I didn't go out much other than a few lunches with a newfound friend; but my main goal was to put aside a few bucks, since every dime I had went for the car last spring, you may recall. I did go to Carson City but Virginia City will have to wait for another time. Can't you just picture the fire poking through the map of the Ponderosa?

I took 2 days to return home, despite Google Directions estimating 6 hours, which for me is more like 8.  I decided to spring for a motel room, for once I returned home I'd be faced with moving my RV to it's regular spot, hooking up the umbilical's, making things livable, etc...before dark?  No way.

As I drove the final leg on Tuesday morning, I tried to relax from thinking about all the work I'd be facing.  I didn't even know if the motor would start. So I reminded myself that everything else has gone better than expected, so there was no reason to think the RV would be any different. Let's just relax and enjoy the ride.

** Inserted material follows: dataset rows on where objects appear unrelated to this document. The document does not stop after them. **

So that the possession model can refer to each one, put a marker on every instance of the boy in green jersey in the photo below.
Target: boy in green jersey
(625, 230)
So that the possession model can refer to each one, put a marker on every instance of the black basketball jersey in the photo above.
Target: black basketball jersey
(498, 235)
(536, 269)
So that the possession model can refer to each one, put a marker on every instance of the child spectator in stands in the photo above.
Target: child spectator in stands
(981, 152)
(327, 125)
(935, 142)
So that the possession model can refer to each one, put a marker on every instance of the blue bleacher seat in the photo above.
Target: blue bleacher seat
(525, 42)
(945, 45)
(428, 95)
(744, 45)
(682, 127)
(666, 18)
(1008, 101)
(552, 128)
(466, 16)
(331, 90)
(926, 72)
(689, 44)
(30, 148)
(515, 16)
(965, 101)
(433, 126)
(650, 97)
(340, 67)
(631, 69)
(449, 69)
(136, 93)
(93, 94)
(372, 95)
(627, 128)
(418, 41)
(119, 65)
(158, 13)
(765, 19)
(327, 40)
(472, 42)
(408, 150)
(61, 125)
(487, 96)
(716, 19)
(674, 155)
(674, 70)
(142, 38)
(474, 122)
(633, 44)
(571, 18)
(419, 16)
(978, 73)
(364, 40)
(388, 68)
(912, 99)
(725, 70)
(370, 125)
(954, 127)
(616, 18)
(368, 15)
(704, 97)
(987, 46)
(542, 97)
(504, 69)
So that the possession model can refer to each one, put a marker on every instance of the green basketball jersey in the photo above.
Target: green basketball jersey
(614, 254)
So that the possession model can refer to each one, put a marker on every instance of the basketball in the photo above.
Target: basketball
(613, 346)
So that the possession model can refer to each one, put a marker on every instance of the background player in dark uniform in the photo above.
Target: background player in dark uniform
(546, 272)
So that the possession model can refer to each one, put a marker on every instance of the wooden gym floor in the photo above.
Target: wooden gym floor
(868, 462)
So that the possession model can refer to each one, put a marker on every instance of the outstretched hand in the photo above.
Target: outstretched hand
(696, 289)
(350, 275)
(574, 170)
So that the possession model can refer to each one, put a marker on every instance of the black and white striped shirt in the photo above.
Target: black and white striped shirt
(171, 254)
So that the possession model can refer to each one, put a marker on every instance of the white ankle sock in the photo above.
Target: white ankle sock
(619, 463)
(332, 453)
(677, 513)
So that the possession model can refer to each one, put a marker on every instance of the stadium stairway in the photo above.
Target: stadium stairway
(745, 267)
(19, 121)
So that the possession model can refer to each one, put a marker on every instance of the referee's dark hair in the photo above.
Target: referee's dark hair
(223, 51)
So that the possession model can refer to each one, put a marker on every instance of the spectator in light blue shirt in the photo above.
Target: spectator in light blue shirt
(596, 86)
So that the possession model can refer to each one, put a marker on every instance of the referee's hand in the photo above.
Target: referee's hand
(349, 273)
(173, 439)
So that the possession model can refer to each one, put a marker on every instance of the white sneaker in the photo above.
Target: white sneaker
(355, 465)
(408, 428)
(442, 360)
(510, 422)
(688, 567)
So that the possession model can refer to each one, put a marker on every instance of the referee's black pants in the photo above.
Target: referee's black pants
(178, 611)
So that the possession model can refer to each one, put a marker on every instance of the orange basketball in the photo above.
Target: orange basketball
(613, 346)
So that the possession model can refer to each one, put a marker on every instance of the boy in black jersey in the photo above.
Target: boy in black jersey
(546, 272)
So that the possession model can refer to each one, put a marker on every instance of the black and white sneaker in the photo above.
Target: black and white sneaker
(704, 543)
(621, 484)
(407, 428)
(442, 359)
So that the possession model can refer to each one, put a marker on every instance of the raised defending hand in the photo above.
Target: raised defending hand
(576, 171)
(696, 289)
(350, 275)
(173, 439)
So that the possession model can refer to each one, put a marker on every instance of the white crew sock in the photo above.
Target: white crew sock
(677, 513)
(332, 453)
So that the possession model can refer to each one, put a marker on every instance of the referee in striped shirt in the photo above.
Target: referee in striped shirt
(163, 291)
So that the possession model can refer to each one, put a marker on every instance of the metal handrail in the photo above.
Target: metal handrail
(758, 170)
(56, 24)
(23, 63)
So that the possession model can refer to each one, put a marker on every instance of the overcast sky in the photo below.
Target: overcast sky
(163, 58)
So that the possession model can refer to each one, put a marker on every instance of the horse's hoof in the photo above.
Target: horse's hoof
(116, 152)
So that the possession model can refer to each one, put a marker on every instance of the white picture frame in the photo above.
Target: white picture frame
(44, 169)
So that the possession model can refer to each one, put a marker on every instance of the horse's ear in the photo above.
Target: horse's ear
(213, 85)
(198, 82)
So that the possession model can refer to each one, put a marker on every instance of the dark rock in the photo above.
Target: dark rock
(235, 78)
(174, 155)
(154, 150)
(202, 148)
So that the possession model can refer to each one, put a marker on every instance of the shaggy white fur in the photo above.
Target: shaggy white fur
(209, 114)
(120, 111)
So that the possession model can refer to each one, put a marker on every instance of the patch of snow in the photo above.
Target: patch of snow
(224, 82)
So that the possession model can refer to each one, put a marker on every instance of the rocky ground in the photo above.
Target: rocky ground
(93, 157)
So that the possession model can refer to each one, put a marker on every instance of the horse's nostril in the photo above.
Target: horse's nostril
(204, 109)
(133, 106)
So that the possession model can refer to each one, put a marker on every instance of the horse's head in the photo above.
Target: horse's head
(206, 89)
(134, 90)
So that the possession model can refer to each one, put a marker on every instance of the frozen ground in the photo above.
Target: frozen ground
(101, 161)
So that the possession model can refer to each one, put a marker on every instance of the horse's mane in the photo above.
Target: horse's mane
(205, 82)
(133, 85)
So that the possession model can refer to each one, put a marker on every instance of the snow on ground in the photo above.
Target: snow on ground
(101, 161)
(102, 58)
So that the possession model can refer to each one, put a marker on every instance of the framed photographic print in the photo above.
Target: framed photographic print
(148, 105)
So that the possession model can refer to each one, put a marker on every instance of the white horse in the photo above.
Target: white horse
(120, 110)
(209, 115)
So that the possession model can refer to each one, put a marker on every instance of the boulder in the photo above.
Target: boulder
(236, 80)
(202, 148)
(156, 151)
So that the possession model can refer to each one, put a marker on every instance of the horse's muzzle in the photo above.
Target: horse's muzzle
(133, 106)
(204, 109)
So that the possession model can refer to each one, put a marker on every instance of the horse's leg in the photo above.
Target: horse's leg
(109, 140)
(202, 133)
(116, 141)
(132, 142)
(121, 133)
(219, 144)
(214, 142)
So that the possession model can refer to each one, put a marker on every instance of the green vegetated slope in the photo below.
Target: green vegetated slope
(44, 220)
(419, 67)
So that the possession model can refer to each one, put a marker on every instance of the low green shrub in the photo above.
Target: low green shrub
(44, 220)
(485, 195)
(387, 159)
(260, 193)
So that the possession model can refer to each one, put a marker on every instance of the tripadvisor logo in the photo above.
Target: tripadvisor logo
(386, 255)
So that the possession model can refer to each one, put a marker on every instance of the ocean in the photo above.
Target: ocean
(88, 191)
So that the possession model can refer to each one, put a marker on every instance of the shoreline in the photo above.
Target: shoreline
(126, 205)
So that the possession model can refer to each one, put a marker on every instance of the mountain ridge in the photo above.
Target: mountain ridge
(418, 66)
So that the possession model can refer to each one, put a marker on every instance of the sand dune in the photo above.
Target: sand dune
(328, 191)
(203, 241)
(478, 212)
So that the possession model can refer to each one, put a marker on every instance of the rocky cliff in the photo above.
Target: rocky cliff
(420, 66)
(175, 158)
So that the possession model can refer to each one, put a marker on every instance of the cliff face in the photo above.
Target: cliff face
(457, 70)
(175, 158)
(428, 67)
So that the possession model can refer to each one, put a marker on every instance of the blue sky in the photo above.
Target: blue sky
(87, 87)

I looked at the pine trees; boy, these look puny compared to Nevada. Wow, only two months and already I'm a snob. Let's back up: they have Mt. Rose, 10,778'; we have Mt. McLaughlin, 9,495'. I enjoyed the drive along Lake Tahoe; driving along this mountain lake in Oregon was just as nice, with less curves.

Frost was on the ground as I left Incline; frost was  along the road outside of Klamath Falls.  Hardly anyone on the roads in either state, outside of the cities at least. Everything is relative.

As I was leaving Reno I heard an ad for an upcoming story about the unwelcome increase in the number of Boondockers moving on to northern Nevada public lands, due to higher costs in the South. Boondockers park their RV's on public lands for free; but the catch is there are no hookups so you must be totally self-sufficient, which I am. The story claims they're not moving off when they're supposed to (usually after 2 weeks) and the area is attracting more and more people searching for cheap RV parking, like me.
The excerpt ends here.